The last few decades have witnessed a radical change in the biological sciences, as the advent of the 'omics' era has brought large-scale measurement of genes [1, 2], transcripts [3], proteins [4, 5] and metabolites [6–8]. Genetics has undergone a high-throughput revolution, with genomic sciences enabling the rapid acquisition of genome-wide gene-expression profiles, polymorphisms and, more recently, whole genome sequences [9]. These advances have been matched by advances in the measurement of small-molecule metabolites in the associated fields of metabonomics [10, 11] and metabolomics [8, 12]. Like genomics, these fields aim for comprehensive measurement and analysis of variations, but in the complement of low-molecular-weight compounds within a cell, tissue or biofluid.

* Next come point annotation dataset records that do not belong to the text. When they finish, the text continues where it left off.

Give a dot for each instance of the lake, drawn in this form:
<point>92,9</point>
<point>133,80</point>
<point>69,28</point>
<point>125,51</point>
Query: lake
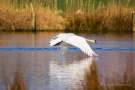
<point>47,68</point>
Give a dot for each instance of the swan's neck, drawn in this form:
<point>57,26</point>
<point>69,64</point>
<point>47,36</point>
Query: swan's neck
<point>94,41</point>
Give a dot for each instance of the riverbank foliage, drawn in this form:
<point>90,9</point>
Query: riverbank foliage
<point>78,16</point>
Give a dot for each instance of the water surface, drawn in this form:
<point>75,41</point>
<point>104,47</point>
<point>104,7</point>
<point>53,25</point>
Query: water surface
<point>47,68</point>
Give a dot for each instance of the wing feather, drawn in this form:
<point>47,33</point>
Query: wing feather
<point>81,43</point>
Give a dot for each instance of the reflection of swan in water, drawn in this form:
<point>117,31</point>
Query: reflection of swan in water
<point>74,40</point>
<point>68,74</point>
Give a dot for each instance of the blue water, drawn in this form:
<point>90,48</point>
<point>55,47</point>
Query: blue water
<point>47,68</point>
<point>57,49</point>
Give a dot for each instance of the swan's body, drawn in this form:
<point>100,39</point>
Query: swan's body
<point>74,40</point>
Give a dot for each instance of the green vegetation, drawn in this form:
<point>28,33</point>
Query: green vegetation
<point>76,15</point>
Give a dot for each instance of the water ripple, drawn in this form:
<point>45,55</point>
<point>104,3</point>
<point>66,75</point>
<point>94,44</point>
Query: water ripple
<point>55,49</point>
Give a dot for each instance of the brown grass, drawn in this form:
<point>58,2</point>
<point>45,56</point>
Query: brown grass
<point>12,18</point>
<point>76,18</point>
<point>107,18</point>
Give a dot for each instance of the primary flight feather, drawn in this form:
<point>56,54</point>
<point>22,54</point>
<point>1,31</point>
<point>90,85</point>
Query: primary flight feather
<point>74,40</point>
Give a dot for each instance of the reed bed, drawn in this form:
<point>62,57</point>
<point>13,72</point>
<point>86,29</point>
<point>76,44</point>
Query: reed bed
<point>81,15</point>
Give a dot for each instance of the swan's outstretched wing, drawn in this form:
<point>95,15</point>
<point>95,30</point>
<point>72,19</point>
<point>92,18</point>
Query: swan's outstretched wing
<point>59,38</point>
<point>81,43</point>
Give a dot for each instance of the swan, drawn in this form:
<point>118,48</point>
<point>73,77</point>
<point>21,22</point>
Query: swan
<point>74,40</point>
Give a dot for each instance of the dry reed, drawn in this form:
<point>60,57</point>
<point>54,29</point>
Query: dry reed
<point>79,16</point>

For the past 20 years, developments in genomics and metabonomics have progressed on parallel tracks, exchanging experimental designs, data-analysis techniques and applications in basic biology and medicine [13–16]. Yet genes and metabolites are intrinsically co-informational, each shedding light on complementary biological processes. The genome encodes the metabolic capacities of the cell (the microbiome also influences mammalian metabolism), and changes in the activity and function of enzymes, transporters and transcription factors resulting from genetic variations have a direct impact on the identities and quantities of both intracellular and extracellular metabolites. Metabolite concentrations are ultimately quantitative, phenotypic traits, the genetics of which are described by the quantitative trait locus (QTL) - a DNA sequence controlling the phenotypic outcome of the quantitative trait, such as a metabolite concentration. Since the origins of biochemical genetics over a century ago, the integrated study of genetics and metabolism has produced significant advances in the understanding of basic biological processes and in the diagnosis and treatment of human disease [17].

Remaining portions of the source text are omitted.